Il default del modello sanitario lombardo targato Fontana – si, l’incauto governatore con la mascherina e il gel spiaccicato sui capelli ispidi come setole di volpe – inciderà per molti anni nella coscienza popolare: alla prova più dura della storia dei pronipoti di Alberto da Giussano salta un’idea di efficienza e di buongoverno che si è rivelata poco più di una leggenda metropolitana. Il calo di Salvini secondo me sta tutto qui. Spavalderia mediatica e Caporetto amministrativa.
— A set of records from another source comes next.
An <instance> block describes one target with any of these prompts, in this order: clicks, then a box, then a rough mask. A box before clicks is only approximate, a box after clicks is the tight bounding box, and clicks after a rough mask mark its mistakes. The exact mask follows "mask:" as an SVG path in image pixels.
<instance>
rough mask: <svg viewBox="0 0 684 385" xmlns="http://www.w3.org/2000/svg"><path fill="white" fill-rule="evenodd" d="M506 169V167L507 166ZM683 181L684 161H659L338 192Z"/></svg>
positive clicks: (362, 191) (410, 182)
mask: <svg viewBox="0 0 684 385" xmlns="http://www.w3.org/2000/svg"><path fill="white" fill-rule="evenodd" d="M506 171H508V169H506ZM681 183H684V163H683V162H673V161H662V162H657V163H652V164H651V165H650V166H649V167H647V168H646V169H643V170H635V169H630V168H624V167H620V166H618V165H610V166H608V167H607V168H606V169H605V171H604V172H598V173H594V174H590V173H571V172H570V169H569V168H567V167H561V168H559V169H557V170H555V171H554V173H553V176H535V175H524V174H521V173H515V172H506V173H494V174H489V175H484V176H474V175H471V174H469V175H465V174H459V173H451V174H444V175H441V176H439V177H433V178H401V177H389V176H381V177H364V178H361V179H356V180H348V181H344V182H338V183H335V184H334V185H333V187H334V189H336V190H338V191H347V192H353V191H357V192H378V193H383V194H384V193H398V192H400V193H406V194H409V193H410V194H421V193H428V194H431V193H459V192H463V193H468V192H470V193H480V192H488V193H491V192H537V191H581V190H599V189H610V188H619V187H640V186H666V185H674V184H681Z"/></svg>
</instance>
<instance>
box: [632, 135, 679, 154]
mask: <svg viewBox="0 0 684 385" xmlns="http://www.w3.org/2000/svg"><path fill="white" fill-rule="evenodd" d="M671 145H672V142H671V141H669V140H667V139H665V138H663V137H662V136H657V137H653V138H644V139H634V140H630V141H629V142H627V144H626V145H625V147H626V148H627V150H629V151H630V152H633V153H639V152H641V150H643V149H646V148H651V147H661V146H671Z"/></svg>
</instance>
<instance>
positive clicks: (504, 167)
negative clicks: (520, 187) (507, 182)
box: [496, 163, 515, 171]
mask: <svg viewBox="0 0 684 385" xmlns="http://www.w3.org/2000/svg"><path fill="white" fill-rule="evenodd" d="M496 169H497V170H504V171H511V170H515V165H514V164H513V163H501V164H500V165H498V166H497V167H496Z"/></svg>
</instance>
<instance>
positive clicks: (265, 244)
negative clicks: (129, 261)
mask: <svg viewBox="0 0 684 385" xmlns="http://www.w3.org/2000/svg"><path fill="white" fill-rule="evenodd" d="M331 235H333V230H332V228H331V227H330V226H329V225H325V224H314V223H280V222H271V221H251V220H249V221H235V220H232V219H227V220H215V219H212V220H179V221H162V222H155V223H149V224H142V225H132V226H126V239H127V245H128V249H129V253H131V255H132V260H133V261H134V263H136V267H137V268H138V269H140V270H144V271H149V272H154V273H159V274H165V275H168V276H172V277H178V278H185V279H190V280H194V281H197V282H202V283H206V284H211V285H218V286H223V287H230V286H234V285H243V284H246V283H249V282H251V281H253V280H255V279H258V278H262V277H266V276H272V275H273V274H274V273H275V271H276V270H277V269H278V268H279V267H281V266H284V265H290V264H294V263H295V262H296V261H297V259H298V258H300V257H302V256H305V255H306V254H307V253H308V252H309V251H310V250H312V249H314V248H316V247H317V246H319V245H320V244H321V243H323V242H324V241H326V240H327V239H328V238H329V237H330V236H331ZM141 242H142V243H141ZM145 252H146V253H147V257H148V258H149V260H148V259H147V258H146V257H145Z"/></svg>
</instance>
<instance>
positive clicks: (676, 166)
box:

Lo dimostra la crescita dei consensi del governo Conte, in particolare di Roberto Speranza, ministro della Salute. È naturale che quando la partita si fa drammatica la gente si aggrappi a chi governa, a chi è costretto dalla storia a far fronte a scelte difficili, a chi trasmette l’idea di una condivisione del dolore diffuso di milioni di persone. Ma c’è qualcosa in più: la stanchezza verso leader politici che somigliano a influencer di marche di merendine zuccherate, impegnati soltanto a promuovere il proprio ego smisurato nella grande piazza virtuale, che si limitano a cavalcare la paura piuttosto che combatterla come acchiappafantasmi in provetta.
Non so se per Salvini sia l’inizio della fine. Ma sicuramente – come avrebbe detto Churchill – è la fine dell’inizio. E questa non è una cosa da poco, nell’anno del signore 2020 e nel giorno numero 47 di questo lunghissimo lockdown.